Not exactly. Monks live by the rule of Saint Benedict, written about A.D. 530. It calls on monks to be self-sufficient through their own labor. It also requires them to offer hospitality to travelers, making production of beer essential when water was unsafe to drink. Monastery breweries pre-date the rule of Charlemagne (742-814), and led the way when large-scale production of beer in Europe began. Monks consumed most of the beer themselves, but eventually sold a portion to members of the surrounding community. Their beers likely tasted much like those made in homes, where the bulk of brewing still took place, and not at all like today. What eventually set them apart was the scale and method of production, and their practices served as a model for commercial breweries.
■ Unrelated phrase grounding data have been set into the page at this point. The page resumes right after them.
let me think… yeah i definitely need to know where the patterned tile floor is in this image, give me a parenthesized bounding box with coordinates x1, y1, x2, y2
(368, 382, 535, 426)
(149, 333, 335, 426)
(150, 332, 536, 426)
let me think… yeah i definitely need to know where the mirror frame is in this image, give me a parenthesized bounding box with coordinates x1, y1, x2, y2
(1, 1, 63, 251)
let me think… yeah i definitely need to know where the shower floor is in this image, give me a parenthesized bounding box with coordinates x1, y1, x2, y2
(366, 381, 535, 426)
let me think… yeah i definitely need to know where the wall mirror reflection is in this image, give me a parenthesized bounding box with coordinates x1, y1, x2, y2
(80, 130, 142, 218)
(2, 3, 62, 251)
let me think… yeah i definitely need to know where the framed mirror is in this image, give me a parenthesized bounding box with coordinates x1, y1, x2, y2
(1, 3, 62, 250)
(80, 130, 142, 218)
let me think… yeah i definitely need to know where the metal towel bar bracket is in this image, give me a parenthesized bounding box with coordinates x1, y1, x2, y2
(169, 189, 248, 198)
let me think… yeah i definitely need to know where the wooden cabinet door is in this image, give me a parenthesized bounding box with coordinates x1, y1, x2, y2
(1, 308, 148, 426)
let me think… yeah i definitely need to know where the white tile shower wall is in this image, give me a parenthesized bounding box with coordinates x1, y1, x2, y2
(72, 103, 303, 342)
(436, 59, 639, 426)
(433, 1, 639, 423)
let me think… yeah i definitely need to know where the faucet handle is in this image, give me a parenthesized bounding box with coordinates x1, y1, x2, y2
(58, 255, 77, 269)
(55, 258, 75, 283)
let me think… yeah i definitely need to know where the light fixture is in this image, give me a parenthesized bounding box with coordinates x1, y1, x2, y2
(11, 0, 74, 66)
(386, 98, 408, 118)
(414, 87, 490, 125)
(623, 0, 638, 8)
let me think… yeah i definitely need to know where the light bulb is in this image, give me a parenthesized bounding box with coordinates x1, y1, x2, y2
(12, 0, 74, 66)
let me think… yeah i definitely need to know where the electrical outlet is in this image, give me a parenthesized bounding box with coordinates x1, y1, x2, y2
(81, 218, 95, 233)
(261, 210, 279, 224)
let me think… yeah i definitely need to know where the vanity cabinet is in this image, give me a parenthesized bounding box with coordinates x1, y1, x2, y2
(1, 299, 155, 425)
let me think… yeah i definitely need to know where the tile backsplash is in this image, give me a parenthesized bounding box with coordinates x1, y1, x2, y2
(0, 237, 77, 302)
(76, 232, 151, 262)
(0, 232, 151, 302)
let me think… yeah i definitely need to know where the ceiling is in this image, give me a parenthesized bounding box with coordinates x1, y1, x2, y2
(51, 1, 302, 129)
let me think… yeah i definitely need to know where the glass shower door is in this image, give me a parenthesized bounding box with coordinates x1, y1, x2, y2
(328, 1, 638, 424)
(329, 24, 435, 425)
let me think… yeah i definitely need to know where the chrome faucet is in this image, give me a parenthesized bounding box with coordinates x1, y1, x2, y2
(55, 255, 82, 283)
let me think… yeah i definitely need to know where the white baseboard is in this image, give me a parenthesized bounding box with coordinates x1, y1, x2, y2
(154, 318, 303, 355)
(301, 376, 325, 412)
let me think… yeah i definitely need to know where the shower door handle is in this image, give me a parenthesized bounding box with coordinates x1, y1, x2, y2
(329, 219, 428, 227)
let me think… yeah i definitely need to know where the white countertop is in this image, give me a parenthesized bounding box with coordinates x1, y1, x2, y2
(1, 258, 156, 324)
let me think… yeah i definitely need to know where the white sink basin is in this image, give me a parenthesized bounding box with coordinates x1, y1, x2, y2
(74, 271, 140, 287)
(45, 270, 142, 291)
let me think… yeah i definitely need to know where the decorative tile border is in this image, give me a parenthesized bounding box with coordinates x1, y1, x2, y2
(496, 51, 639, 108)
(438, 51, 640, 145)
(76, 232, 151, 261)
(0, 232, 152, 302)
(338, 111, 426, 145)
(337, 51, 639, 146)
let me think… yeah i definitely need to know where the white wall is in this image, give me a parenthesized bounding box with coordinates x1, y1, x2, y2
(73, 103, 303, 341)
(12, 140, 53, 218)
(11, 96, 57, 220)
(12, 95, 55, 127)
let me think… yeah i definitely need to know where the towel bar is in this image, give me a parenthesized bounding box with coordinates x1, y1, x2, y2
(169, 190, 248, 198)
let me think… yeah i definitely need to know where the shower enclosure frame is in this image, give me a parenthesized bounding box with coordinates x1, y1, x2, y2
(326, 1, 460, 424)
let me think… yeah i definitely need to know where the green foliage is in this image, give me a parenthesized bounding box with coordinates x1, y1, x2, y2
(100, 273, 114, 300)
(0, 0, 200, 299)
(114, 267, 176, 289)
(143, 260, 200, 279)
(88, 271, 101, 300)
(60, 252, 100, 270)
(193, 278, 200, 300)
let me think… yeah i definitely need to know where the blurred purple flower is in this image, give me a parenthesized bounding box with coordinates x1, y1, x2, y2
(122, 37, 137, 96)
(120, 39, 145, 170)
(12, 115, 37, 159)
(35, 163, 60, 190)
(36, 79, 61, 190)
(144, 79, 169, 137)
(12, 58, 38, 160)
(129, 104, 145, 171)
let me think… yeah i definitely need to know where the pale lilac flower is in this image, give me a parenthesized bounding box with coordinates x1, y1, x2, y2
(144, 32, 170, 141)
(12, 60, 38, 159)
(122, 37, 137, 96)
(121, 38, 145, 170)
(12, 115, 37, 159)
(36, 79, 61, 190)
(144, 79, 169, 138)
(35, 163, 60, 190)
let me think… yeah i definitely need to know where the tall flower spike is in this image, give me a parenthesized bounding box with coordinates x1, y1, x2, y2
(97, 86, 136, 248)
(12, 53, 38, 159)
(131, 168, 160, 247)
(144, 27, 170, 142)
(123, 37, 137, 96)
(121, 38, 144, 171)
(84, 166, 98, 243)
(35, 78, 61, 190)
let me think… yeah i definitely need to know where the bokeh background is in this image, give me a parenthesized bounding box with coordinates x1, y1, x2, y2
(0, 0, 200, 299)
As well as sustaining themselves, modern Trappists contribute to multiple charities and to local economies. For instance, Chimay, with 150 employees in its brewery and cheese making facility, is one of the largest employers in one of Belgium’s poorest regions. Westvleteren sells its beer in wooden crates manufactured in a “shielded workplace” for those not able to in a mainstream environment.
So that’s why I quit reading. However, I remain charmed by that one sentence, a reminder that beer is multi-cultural.